Peu de prénoms sonnent aussi épiquement hispaniques que Rodrigo. D'origine germanique — hrod ('gloire') et ric ('pouvoir') —, il fut le nom du dernier roi wisigoth d'Hispanie, don Rodrigo, et surtout de Rodrigo Díaz de Vivar, le Cid Campeador, héros national castillan. Sous sa forme médiévale 'Ruy', les chroniques l'ont écrit mille fois : Ruy Díaz.
Cette charge héroïque et chevaleresque l'accompagne jusqu'à nos jours. Rodrigo évoque la gloire, l'audace et le romantisme médiéval, sans paraître archaïque : c'est un prénom pleinement vivant en Espagne et en Amérique latine, porté par des cinéastes, des musiciens et des sportifs contemporains. Saint Rodrigo de Córdoba, martyr mozarabe, lui donne également sa place au calendrier des saints le 13 mars.
Aujourd'hui, il est perçu comme un prénom élégant, au caractère affirmé et une pointe d'aventure : fort mais harmonieux, traditionnel mais attractif pour les nouvelles générations.
Rodrigo porte un nom qui signifie 'riche en gloire', et quelque chose de cela est gravé dans son caractère : c'est le campeador, celui qui poursuit des objectifs élevés avec une ambition qui marque son profil de part en part. Ce n'est pas un hasard si son nom est celui du Cid ; il y a chez Rodrigo une veine héroïque et romantique, un goût pour les grandes causes et le geste courageux.
Son énergie est élevée et son indépendance aussi : Rodrigo se lance, prend l'initiative et n'attend pas qu'on lui ouvre la voie. Il est loyal envers les siens avec une fidélité presque de code chevaleresque, bien que sa diplomatie soit seulement moyenne, car il tend à la franchise directe plutôt qu'à la manœuvre subtile. Lorsqu'il croit en quelque chose, il le dit et le défend. Ce mélange d'audace et de loyauté fait de lui un compagnon d'armes magnifique et un rival noble.
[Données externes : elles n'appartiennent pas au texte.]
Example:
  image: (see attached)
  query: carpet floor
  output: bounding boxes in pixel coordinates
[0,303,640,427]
Il a un humour animé et une certaine étincelle de fantaisie qui alimente son côté aventurier, ce besoin d'horizon qui trahit son numéro 5. Il aime être reconnu — son besoin d'attention est notable —, mais il l'acquiert par l'effort, par les actes plus que par la pose. Son talon d'Achille est l'impatience : la même soif de gloire qui le pousse peut le rendre un peu téméraire ou enclin à sauter d'une conquête à l'autre sans ancrer la précédente, et sa stabilité moyenne reflète cette tendance à toujours avancer. Lorsque Rodrigo apprend à tempérer l'élan par la patience et à bien choisir ses batailles, le campeador mûrit en un véritable leader : courageux, fidèle et capable de transformer son élan glorieux en conquêtes durables.
Portrait ludique, à prendre avec le sourire — notre méthodologie.
Rodrigo ne cherche pas l'amour, il le conquiert. Avec cet héritage de rois goths et de gloires ancestrales, il s'approche du lit comme un lion qui renifle son territoire. Sa séduction est lente, calculée, un jeu de regards lourds qui vous fait sentir que vous êtes la seule pièce sur son échiquier. Il ne dit pas « je t'aime » immédiatement ; il le démontre par une possession silencieuse et une intensité physique qui brûle la peau. Il aime avec la force de celui qui se croit destiné au pouvoir : passionné, intense, presque accablant. Mais attention, son orgueil est sa plus grande faiblesse. Ce qui l'épuise le plus n'est pas l'effort, mais la médiocrité émotionnelle. Si vous cherchez de la frivolité, fuyez. Rodrigo a besoin d'une âme à sa hauteur, de quelqu'un capable de soutenir son feu sans se consumer, de quelqu'un qui comprenne que pour lui, aimer, c'est aussi dominer et se laisser dominer par la passion la plus brute et la plus loyale.
'Riche en gloire' ou 'puissant par sa renommée', des racines germaniques hrod ('gloire') et ric ('pouvoir').
C'est un prénom germanique de l'époque wisigothe, très enraciné dans la péninsule ibérique.
Oui : le Cid Campeador était Rodrigo Díaz de Vivar, bien que les chroniques médiévales l'appellent 'Ruy Díaz'.
Le 13 mars, fête de saint Rodrigo de Cordoue, martyr mozarabe du IXe siècle.
C'est la forme médiévale abrégée de Rodrigo, encore utilisée comme prénom et nom de famille dans le monde lusophone et hispanique.